Not a prophet nor the son of a prophet

Not a prophet nor the son of a prophet

Liberal evangelical Jim Wallis, editor of “Sojourners” is saying that the satirical comedian Jon Stewart of the “Daily Show” is a prophet. Wallis thinks the Old Testament prophets were all about condemning social injustice, so since that’s what Stewart does, he is one too. Stewart himself rejects the compliment and even the idea that his satire is based on condemning social injustice:

“Because we’re in the public eye, maybe people project onto us their desires for that type of activism coming from us, but just knowing the process here as I do, our show is maybe the antithesis of activism, and that is a relatively selfish pursuit. The targets we choose, the way we go about it — it’s got more of a personal venting aspect than a socially conscious aspect.”
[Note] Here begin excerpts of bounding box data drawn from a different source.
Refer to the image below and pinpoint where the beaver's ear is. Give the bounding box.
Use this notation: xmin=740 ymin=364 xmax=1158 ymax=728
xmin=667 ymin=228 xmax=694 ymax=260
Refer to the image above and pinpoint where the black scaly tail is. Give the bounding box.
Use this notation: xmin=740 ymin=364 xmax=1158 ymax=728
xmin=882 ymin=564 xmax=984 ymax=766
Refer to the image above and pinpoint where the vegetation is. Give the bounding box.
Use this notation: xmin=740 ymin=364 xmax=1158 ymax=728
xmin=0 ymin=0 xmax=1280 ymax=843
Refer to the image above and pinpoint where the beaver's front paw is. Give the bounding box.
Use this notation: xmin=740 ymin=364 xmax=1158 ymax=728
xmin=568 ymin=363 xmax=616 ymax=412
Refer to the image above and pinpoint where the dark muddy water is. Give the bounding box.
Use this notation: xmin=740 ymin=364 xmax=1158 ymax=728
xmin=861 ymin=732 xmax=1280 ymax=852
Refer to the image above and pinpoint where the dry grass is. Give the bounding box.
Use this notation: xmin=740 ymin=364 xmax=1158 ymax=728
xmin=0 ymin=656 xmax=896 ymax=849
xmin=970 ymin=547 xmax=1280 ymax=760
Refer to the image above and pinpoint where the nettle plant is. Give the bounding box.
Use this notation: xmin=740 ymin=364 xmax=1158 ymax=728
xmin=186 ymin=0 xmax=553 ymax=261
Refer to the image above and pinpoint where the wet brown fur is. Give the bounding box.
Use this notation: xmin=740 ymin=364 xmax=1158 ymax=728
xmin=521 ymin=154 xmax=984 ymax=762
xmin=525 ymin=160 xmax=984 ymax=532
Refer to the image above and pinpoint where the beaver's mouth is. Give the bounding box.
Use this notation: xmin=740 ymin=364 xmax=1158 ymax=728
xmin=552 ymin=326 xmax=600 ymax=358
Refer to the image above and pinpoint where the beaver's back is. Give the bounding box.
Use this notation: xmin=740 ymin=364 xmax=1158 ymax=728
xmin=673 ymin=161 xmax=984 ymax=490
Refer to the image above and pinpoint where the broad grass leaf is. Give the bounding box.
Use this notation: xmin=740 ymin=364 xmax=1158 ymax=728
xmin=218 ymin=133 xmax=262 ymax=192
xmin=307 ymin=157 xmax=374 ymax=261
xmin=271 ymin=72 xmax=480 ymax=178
Part of the problem with what Wallis says is that he gets tangled up in language and its figurative possibilities. I might say that I predicted that the Nationals would lose their last game and I was right, so I am a prophet. But that doesn’t make me, you know, a PROPHET. There needs to be some supernatural stuff going on–specifically, the working of God’s Word. This can happen in ordinary preaching. But, again, that doesn’t make the pastor a PROPHET prophet in the Old Testament sense.

I’m intrigued with Stewart’s honest and insightful analysis of his own humor: that it’s selfish, that it’s just venting. It has been said that only conservatives can be satirists, since that genre requires the existence of objective standards by which to measure society and to find it wanting. Can you think of examples of that kind of humor?